Keberagaman di Keraton Kasepuhan
Tak jauh dari Masjid Agung Sang Cipta Rasa, berdiri salah satu bangunan yang memiliki sejarah panjang di kota udang ini. Keraton Kasepuhan, itulah tempat dimana sultan tinggal dan keturunannya sampai saat ini juga menetap disana. Bangunan ini terdiri dari beberapa area. Disana ada juga paseban atau pendopo yang merupakan bangunan semi terbuka.

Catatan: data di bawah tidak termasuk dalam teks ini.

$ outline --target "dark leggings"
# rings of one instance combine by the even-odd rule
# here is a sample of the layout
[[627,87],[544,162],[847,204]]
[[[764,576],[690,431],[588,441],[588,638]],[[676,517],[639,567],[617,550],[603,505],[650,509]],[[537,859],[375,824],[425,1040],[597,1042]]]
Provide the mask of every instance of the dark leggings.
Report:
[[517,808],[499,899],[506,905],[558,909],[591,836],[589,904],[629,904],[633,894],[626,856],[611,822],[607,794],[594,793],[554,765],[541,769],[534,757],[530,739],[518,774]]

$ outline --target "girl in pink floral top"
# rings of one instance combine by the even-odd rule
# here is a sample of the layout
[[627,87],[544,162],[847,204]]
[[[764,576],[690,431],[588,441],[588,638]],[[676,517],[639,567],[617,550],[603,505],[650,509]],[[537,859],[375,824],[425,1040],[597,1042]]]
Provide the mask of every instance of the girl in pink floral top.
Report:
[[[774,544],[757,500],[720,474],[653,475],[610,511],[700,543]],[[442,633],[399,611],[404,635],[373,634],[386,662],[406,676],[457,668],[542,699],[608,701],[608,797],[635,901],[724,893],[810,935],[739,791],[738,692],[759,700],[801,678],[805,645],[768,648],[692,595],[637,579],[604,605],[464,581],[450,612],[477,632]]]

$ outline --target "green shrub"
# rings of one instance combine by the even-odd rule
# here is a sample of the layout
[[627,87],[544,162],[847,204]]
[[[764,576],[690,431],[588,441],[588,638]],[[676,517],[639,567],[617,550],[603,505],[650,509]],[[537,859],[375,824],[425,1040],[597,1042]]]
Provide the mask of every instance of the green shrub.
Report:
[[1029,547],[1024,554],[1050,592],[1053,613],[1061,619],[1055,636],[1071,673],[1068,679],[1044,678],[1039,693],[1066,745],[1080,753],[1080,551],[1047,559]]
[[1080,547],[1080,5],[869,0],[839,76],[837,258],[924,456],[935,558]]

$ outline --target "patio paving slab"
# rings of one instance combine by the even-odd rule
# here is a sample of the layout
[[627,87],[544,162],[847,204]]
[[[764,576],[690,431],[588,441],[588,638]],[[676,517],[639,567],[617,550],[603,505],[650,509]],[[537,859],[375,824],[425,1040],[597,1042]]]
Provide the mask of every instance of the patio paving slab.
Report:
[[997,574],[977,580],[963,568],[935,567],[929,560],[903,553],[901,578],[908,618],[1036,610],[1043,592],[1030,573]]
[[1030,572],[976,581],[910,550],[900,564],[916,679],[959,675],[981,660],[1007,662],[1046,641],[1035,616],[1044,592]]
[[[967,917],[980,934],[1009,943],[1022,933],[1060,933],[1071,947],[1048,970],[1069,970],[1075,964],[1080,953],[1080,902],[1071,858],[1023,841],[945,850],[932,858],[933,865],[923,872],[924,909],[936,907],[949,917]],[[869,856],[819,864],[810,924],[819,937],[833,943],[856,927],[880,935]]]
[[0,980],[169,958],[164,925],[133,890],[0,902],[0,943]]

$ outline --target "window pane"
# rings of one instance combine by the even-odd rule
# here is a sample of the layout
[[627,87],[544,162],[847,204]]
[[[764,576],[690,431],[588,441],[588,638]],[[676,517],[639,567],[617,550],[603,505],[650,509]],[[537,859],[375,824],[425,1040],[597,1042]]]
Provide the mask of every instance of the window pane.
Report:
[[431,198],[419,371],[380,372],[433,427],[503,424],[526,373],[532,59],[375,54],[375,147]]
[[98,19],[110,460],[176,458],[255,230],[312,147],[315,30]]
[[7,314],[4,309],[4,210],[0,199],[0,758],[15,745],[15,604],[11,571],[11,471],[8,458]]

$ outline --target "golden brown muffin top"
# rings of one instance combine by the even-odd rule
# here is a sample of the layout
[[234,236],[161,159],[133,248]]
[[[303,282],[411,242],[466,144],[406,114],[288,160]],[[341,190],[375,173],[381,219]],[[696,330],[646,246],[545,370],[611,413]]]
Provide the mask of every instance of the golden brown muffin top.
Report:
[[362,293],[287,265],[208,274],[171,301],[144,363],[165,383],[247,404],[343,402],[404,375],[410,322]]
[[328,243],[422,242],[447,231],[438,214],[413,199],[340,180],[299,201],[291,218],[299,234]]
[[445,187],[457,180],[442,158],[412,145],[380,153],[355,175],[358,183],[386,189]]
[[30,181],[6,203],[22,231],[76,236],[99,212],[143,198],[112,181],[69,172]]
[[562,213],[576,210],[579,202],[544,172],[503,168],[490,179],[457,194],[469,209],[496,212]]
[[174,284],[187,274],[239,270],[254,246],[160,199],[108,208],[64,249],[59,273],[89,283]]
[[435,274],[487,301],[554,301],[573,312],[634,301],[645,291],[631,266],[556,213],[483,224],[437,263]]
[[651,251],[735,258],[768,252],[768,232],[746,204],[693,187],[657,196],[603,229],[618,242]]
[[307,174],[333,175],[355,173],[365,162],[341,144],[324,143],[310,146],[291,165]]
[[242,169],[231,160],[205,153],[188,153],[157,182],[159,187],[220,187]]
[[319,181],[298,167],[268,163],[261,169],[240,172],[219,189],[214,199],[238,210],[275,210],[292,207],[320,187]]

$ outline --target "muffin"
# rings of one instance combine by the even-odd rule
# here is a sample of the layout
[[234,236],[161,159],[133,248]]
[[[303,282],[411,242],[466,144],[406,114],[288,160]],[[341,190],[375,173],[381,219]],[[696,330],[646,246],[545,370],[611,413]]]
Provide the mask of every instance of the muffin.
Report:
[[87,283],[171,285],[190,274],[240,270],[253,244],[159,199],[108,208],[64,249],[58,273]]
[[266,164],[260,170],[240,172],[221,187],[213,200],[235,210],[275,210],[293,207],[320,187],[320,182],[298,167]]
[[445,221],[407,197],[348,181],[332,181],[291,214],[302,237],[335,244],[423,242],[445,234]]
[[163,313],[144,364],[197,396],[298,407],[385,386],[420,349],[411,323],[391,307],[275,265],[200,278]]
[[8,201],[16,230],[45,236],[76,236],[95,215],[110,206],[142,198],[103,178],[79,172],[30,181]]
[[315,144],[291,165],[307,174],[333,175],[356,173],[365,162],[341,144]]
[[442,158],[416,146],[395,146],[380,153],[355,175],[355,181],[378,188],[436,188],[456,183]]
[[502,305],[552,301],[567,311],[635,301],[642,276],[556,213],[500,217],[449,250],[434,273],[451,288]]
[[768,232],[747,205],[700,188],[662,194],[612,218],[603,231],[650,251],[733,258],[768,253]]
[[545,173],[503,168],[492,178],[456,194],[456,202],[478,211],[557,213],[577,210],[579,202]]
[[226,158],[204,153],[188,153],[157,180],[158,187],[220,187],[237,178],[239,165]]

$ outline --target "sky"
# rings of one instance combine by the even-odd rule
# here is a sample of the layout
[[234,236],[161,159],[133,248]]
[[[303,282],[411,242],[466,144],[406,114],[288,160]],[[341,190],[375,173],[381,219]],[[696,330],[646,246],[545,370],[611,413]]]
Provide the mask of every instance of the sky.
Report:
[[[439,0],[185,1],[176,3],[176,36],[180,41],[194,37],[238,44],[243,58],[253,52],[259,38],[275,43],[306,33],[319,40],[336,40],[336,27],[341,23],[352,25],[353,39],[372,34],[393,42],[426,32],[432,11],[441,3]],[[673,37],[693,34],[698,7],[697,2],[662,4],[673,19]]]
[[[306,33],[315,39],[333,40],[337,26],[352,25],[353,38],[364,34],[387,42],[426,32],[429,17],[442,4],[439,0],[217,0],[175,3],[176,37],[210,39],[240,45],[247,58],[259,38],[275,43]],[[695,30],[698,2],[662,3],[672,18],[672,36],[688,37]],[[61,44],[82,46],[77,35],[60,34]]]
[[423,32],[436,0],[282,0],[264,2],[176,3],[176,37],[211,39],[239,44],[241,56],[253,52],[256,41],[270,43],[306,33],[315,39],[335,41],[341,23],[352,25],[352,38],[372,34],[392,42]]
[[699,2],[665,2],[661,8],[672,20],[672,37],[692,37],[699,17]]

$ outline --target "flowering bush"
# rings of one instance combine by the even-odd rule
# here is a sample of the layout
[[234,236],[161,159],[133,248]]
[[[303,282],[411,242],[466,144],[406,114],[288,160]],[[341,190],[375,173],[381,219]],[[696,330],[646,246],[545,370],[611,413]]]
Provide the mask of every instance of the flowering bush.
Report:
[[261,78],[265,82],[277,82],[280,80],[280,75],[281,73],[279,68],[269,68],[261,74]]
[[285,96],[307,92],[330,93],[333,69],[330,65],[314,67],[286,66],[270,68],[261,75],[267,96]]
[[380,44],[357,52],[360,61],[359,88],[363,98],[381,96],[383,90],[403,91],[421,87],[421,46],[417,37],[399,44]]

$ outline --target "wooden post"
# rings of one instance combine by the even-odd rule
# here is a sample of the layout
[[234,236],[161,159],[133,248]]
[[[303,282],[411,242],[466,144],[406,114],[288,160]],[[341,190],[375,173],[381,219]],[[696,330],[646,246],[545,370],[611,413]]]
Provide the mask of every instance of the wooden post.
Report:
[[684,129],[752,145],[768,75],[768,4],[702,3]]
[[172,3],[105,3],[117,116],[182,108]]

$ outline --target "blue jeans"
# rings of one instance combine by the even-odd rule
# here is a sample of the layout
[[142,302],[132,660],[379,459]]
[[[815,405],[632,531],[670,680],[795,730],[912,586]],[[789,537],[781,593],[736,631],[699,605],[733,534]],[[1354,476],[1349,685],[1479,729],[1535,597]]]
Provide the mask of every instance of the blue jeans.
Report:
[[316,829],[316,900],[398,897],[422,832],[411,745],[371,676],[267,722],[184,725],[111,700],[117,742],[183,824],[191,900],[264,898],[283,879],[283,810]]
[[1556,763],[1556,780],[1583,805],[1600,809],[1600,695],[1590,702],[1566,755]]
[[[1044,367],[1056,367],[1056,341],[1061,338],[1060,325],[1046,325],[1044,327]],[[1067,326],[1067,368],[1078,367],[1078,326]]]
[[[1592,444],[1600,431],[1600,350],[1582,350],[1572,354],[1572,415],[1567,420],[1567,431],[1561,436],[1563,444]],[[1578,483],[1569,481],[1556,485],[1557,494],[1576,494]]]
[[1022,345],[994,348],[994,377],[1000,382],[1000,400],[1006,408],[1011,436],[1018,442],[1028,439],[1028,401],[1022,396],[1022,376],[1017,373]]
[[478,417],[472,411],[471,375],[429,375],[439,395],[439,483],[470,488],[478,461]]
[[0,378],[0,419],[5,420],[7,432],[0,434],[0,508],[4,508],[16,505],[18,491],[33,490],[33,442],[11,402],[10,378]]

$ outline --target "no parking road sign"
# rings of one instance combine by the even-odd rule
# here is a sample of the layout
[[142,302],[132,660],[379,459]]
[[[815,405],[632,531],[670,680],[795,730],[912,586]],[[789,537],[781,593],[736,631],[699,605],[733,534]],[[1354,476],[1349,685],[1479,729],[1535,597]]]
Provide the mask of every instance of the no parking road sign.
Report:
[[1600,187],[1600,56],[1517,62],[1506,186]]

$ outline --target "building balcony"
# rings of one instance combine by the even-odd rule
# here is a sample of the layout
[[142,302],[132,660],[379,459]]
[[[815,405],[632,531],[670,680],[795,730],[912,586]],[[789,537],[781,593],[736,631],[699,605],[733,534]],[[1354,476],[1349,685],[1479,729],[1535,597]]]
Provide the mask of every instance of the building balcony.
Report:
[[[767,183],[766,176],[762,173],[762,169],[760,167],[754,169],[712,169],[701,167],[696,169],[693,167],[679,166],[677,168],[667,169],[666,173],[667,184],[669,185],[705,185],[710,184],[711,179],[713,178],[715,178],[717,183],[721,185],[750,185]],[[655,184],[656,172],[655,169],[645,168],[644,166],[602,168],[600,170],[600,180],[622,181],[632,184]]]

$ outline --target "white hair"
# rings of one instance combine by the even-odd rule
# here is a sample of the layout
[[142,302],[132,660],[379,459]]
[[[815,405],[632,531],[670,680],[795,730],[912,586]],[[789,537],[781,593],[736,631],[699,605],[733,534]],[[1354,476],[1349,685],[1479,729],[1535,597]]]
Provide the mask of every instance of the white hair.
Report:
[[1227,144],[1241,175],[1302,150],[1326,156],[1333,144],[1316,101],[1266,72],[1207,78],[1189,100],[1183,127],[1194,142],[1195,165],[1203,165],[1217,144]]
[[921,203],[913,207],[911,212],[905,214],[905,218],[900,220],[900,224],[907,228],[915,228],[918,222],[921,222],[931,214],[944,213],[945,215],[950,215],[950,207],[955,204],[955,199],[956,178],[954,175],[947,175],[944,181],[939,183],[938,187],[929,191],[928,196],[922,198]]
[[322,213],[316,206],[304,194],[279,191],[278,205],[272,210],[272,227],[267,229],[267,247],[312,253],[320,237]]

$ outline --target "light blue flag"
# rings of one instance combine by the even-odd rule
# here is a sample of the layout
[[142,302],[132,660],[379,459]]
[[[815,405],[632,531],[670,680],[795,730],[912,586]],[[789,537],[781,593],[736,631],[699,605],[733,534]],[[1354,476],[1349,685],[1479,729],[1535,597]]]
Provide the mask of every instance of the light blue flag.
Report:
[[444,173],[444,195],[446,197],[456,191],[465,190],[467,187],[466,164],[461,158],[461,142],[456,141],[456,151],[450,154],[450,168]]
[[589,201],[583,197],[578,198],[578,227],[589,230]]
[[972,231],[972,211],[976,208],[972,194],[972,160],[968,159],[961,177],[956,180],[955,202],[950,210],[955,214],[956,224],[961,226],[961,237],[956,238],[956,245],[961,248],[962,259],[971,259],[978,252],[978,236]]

Akulturasi budaya Jawa, Sunda, Arab, Cina, India dan Eropa terasa kental. Dua patung singa di depan keraton menunjukkan kuatnya pengaruh agama hindu pada masa itu, ditambah gerbang yang juga menyerupai pura di Bali. Ukiran di daun pintu gapura bergaya eropa serta pagar di beberapa area terbuat dari keramik cina. Jangan lupakan bata berwarna merah khas jawa.
Ini menunjukkan bahwa Cirebon adalah kota yang toleran dan menerima keberagaman. Tak heran bila disini terdapat banyak bangunan keagamaan yang hidup berdampingan dan masyarakatnya juga terdiri dari berbagai suku dan etnis (Jawa, Sunda, Tionghoa, dll). Seperti namanya caruban, yang berarti bersatu padu.
Waktu kecil saya sering menggunakan transportasi umum bernama becak. Namun seiring perkembangan zaman, becak mulai terkikis dari ibukota. Meskipun ada beberapa abang tukang becak yang masih suka mangkal, namun sensasi ngebecak yang saya rasakan tidak sama seperti waktu saya masih bocah. Becak di Jakarta bentuknya sudah bukan becak lagi, namun seperti semi gerobak.
Ketika banyak tukang becak berseliweran, kami pun memutuskan untuk menggunakan transportasi tradisional yang 'Indonesia banget' ini. Disini, becak berjalan beriringan dengan kendaraan bermotor lainnya. Bentuk becak khas Cirebon berukuran lebih kecil. Ukuran bangkunya hanya cukup menampung dua orang bertubuh ramping. Mereka yang bertubuh tambun lebih cocok duduk sendiri.